2024 π Daylatest newsbuy art
What do the trees know.Lalehsway, sway, swaymore quotes
very clickable
data + munging

The Perl Journal

Volumes 1–6 (1996–2002)

Code tarballs available for issues 1–21.

I reformatted the CD-ROM contents. Some things may still be a little wonky — oh, why hello there <FONT> tag. Syntax highlighting is iffy. Please report any glaring issues.

The Perl Journal
#5
Spring 1997
vol 2
num 1
Pattern Languages
The building blocks of programs.
PDL: The Perl Data Language
Compact and speedy numeric programming.
Perl News
What's new in the Perl community.
Surreal HTML Pages
Create travesties of web pages with The Mangler.
Signals, Sockets, and Pipes
A graphical Perl/Tk utility for monitoring disk usage.
Futures Trading with Perl
Perl, pork bellies, and the Donchian Channel.
Lincoln Stein (1997) Surreal HTML Pages. The Perl Journal, vol 2(1), issue #5, Spring 1997.

Surreal HTML Pages

Create travesties of web pages with The Mangler.

Lincoln Stein


Lincoln D. Stein

If you've poked around the eg directory in the Perl distribution, you may have noticed a small program called travesty. This program takes any regular text file, processes it, and spews out a curious parody of the original. For example, here's a small part of what you get when you feed it this article:

Travesty achieves this by calling the Perl distribution's eg directory, you may have noticed a small program called travesty. This program takes any regular text file, processes it, and spews out a curious parody of the number of words to generate (lines 81 to 82).

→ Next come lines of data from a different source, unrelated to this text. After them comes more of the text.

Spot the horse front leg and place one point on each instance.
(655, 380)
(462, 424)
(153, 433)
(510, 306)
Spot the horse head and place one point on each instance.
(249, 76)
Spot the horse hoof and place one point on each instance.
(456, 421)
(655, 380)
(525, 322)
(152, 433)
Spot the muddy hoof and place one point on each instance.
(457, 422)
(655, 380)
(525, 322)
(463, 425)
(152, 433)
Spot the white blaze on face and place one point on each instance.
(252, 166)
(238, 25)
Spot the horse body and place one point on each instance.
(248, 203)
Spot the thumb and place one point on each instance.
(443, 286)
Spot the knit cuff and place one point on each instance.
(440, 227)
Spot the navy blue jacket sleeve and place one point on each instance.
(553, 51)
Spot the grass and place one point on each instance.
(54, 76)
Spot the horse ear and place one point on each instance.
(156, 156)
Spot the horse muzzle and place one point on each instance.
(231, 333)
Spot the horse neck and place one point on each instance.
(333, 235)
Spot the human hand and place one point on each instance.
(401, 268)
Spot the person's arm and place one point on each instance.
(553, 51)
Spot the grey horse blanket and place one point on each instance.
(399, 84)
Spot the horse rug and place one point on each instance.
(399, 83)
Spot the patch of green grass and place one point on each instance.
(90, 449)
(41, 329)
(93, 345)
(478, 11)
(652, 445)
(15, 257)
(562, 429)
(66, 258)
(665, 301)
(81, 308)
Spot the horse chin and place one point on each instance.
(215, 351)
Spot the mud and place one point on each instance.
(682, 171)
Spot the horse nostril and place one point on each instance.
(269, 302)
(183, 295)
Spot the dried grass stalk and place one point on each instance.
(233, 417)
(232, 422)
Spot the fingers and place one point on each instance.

Travesty::regurgitate() returns a parse tree in turn, calling ref() to determine whether the node is any of the tree by returning a value of 0 from the LWP modules, as well as back to Mangler's fill-out form.

Travesty's output is almost, but not quite, English. Reasonable phrases and sometimes whole sentences pop out, but the whole makes no sense at all. However, if you were to analyze the word frequency of the output, you'd find it identical to the original. Furthermore, if you were to count the frequency of word pairs, you'd find them the same as well. Travesty achieves this by using the original text to create a lookup table of word triples (A,B,C), in which C is indexed on the (A,B) pair. After creating this table, it spews out a parody of the text using an process known as a Markov chain: the program chooses a random (A,B) pair and uses the lookup table to pick a C. The new (B,C) pair is now used to look up the fourth word and this process continues ad infinitum.

his article presents the "The Mangler", a CGI script that runs any Web page on the Internet through the travesty program and returns the result. If you like, you can play with it at https://www.genome.wi.mit.edu/~lstein/mangler.cgi.

How It Works

You can see Mangler's entry page below. When the user connects, she's shown a page that prompts her to type in the URL for a web page with text. When she presses the "Mangle" button, the script extracts the text from that page, slices and dices it with the travesty algorithm, and displays the result, shown on the next page.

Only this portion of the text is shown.